Caschi Bianchi Perù

La Oroya: impressioni in bianco e nero

L’arrivo a Huancayo, sede di un progetto ambientale a difesa di una delle zone più inquinate del Paese a causa delle raffinerie minerarie di La Oroya, da parte di un volontario in servizio civile.

Scritto da Carlo Tregambe, Casco Bianco a Huancayo

Il primo incontro con la città de la Oroya fu fugace: io e Rossella ci stavamo spostando da Lima a Huancayo, dove avremmo affrontato il primo impatto con il nostro Servizio Civile. Il paesaggio, al di fuori dei finestrini del bus, cominciava a cambiare: il verde delle montagne circostanti degradava e lasciava sempre più posto ad un bianco diafano, surreale. Sorpassando l’ennesimo tornante, mi resi conto che la Oroya era li’, ma la prima cosa che vidi non fu la città: la conformazione dei colli circostanti, che costituiscono una corona intorno al centro abitato, nasconde le case per un breve periodo di tempo, lasciando intravedere solo la ciminiera della raffineria Doe Run Perú. Nera, altissima, enorme. L’autobus proseguiva con il suo viaggio, scoprendo pian piano tutta la raffineria: un’enorme carie, che prende sempre piú possesso del suo dente malato.

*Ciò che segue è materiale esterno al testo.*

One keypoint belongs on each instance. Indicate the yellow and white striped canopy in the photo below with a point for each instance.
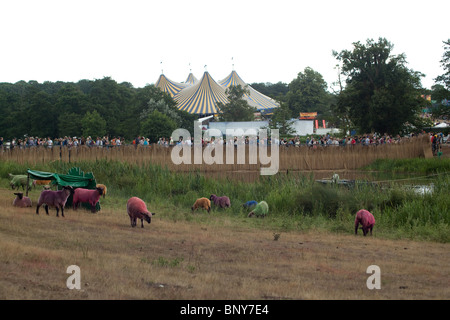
(255, 99)
(191, 79)
(202, 97)
(169, 86)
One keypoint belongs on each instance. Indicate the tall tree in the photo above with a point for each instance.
(237, 109)
(93, 124)
(445, 63)
(381, 93)
(308, 93)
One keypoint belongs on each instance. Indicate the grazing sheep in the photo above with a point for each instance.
(137, 209)
(99, 185)
(204, 203)
(260, 210)
(250, 204)
(43, 182)
(222, 202)
(55, 199)
(20, 180)
(90, 196)
(367, 221)
(21, 200)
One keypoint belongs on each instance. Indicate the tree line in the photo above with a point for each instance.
(375, 91)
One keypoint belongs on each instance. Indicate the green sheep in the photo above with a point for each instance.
(261, 209)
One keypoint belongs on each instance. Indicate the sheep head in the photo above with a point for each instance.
(19, 195)
(69, 189)
(100, 191)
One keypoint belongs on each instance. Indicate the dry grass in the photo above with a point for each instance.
(212, 257)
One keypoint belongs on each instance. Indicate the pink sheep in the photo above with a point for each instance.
(137, 209)
(222, 202)
(204, 203)
(21, 200)
(367, 221)
(90, 196)
(55, 199)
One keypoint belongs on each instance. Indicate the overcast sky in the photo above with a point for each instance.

Tutto, a la Oroya, sembra esistere in funzione della raffineria: grandi quartieri residenziali costruiti appositamente per gli operai, recintati da alte reti con filo spinato (per gli ingegneri, invece, l’impresa ha costruito un piccolo paesello stile americano, appena fuori dalla città, in modo che possano essere riparati, almeno in parte, dagli effetti negativi dello stabilimento); tragamonedas, ossia piccoli casinó dove spendere il proprio sueldo; persino le scritte sui muri sono monopolizzate dall’impresa: frasi come Doe Run no contamina el rio Mantaro e No a las ONG’s (Organizzazione Non Governativa) antimineras sono dipinte a caratteri cubitali lungo la strada principale che attraversa il centro abitato.
L’autobus seguiva il suo cammino, superando la grossa ciminiera che, da vicino, mostrava tutta la sua imponenza. Sulla sinistra, prima di lasciare la città, ebbi la possibilità di vedere come Doe Run Perú stipa parte dei rifiuti provenienti dalla raffineria: grandi ruspe accumulavano tonnellate e tonnellate di polvere nera al lato della strada principale, creando piccole montagne scure. Dall’altro lato della carretera scorreva il rio Mantaro.

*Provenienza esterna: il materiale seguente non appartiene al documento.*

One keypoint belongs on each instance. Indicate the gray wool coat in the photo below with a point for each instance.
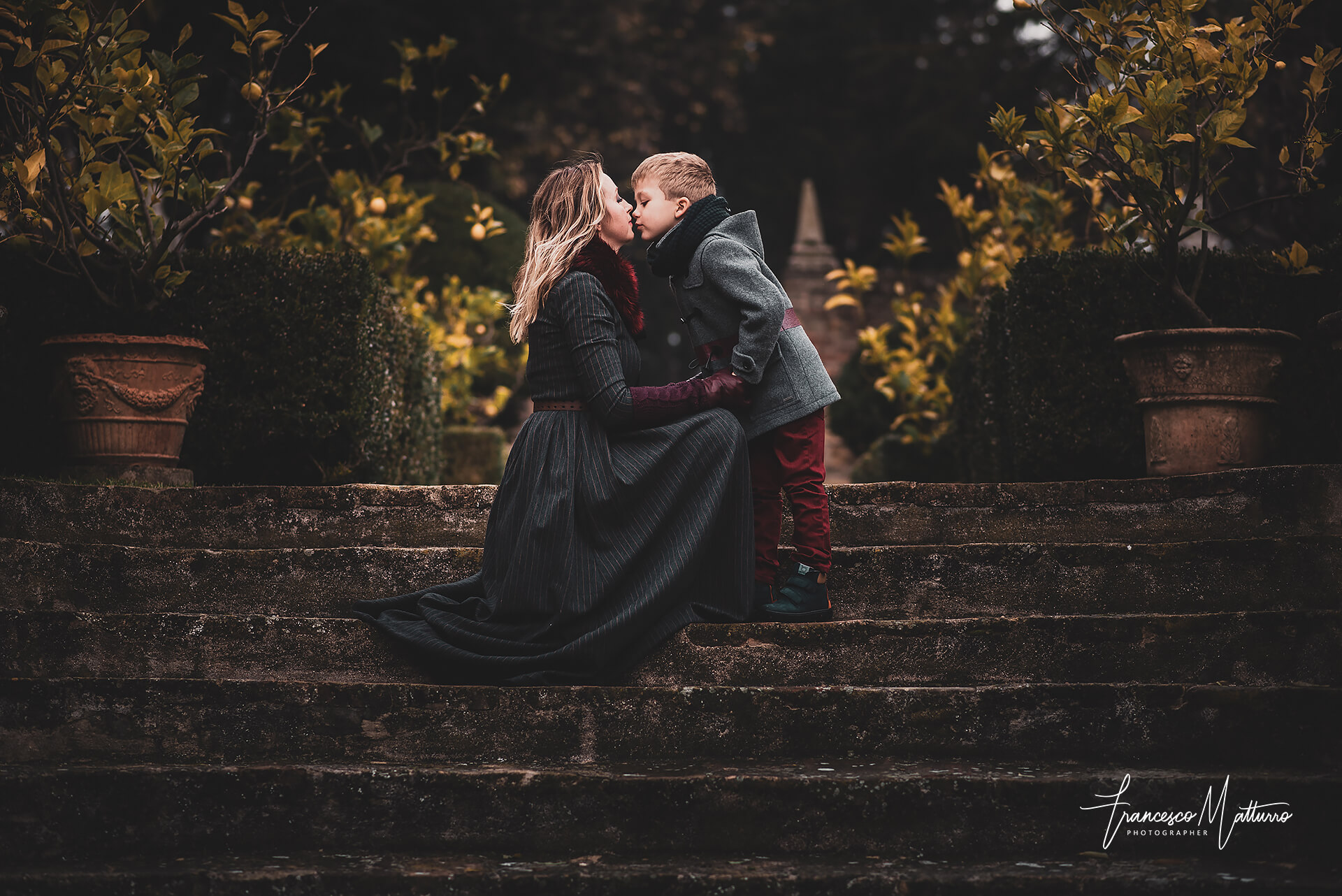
(738, 315)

La Oroya, nel 2007, è stata classificata dal Blacksmith Institute come sesta città piú inquinata al mondo per presenza di piombo, zinco, cadmio. Secondo il ministro della sanità peruviano, il 99,9% dei bambini di La Oroya ha un tasso di piombo superiore al massimo accettabile fissato dall’Organizzazione mondiale della sanità. La raffineria ha sospeso le sue attivitá nel 2009, a causa di presunti problemi economici ma, soprattutto, dell’inadempimiento delle politiche ambientali richieste dallo Stato Peruviano. Nonostante questo, Doe Run Perú continua a pagare il 70% dello stipendio ai propri operai, in modo da tenere vivo il consenso sociale (tutta l’economia della cittá dipende dai circa 2500 lavoratori dell’impresa).
Nel gennaio 2011 Doe Run Perú, impresa americana, presenta una denuncia allo Stato Peruviano, secondo la quale l’inquinamento de La Oroya è dovuto alla precedente gestione statale della raffineria: il Perú avrebbe in questo modo trasgredito il Trattato di Libero Commercio siglato con gli Stati Uniti nel 2004. L’impresa chiede 800 milioni di dollari. La questione verrà risolta tramite un arbitraggio internazionale. Doe Run Perú, nel frattempo, sta affrontando una procedura giudiziale di fallimento, tramite la quale la raffineria potrebbe essere liquidata definitivamente dai suoi creditori, oppure riprendere la sua attività in breve tempo.
Mentre l’autista proseguiva sicuro sulla strada che porta a Huancayo, girai la testa seguendo la cittá, che scompariva dietro alla sua corona di montagne. Distolsi lo sguardo e tornai a seguire il tragitto del bus, che accompagnava quello del fiume. La valle de Mantaro cominciava a distendersi, occupando tutto l’orizzonte visibile.